A Corvair has a similar arrangement! The brass bellows have isopropil alcohol sealed inside, as it heats the alcohol vaporizes expanding the bellows and opening the under engine cooling flaps.
Finally! A Cold Start topic that’s worthy of the title!
The Germans are really good at complexifying things, but the French have made it an art form.
French cars are just fantastic.
Having children mess around with a vehicle was the standard quality assurance test in the day in France.
I believe they called it “Le Test Officiel de Cassage et de Pliage de Merde pour Enfants”. The LTOCPME was not widely recognized outside of the land of the Fleur-de-Lis, except for at AMC in the 60’s.
It’s those same quality standards that lead to AMC and Renault merging in the 80’s. However, the French found that the larger, meatier hands of American children were much more rough than of their own children. That’s why the Renault Alliance was such a mitigated disaster, only the finesse of a 10 year old boy from Nice could adjust the mirrors or tune the radio without breaking anything.
My sincere thanks for the brilliant writing and intriguing ideas.
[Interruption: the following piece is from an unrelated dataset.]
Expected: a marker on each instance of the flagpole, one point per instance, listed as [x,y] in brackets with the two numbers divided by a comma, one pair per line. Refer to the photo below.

This is the kind of alternate reality that we Autopians deserve, not the shitty actual reality we’re currently getting.
I suppose the test 10 year old kid from Kenosha snapped the mirrors like a twig.
It was terrible, they even gave the parts bins to the kids in the AMC Office Daycare Center and they ended up turning to “plastique” dust. Like a damn croissant put through a food processor.
One would think this would be cause for concern, but the French employees didn’t mind as their kids were too busy helping the Engineering Department with the new Renix fuel system at the time.
While I can’t condone transporting your brood in the frunk, it might be preferable to rooftop binky mobile accommodations.
I’ve lost count of how many kids I’ve encountered that should absolutely be transported in a trunk.
It’s not like they ever could figure out how to make a wagon of the 4CV.
The 928 has an automatic one controlled by the ECU.These shutters are great until they fail closed on a warm day…
Would’ve been simpler to have a couple of those kids hang out the back windows and cover the radiator inlets with their hands.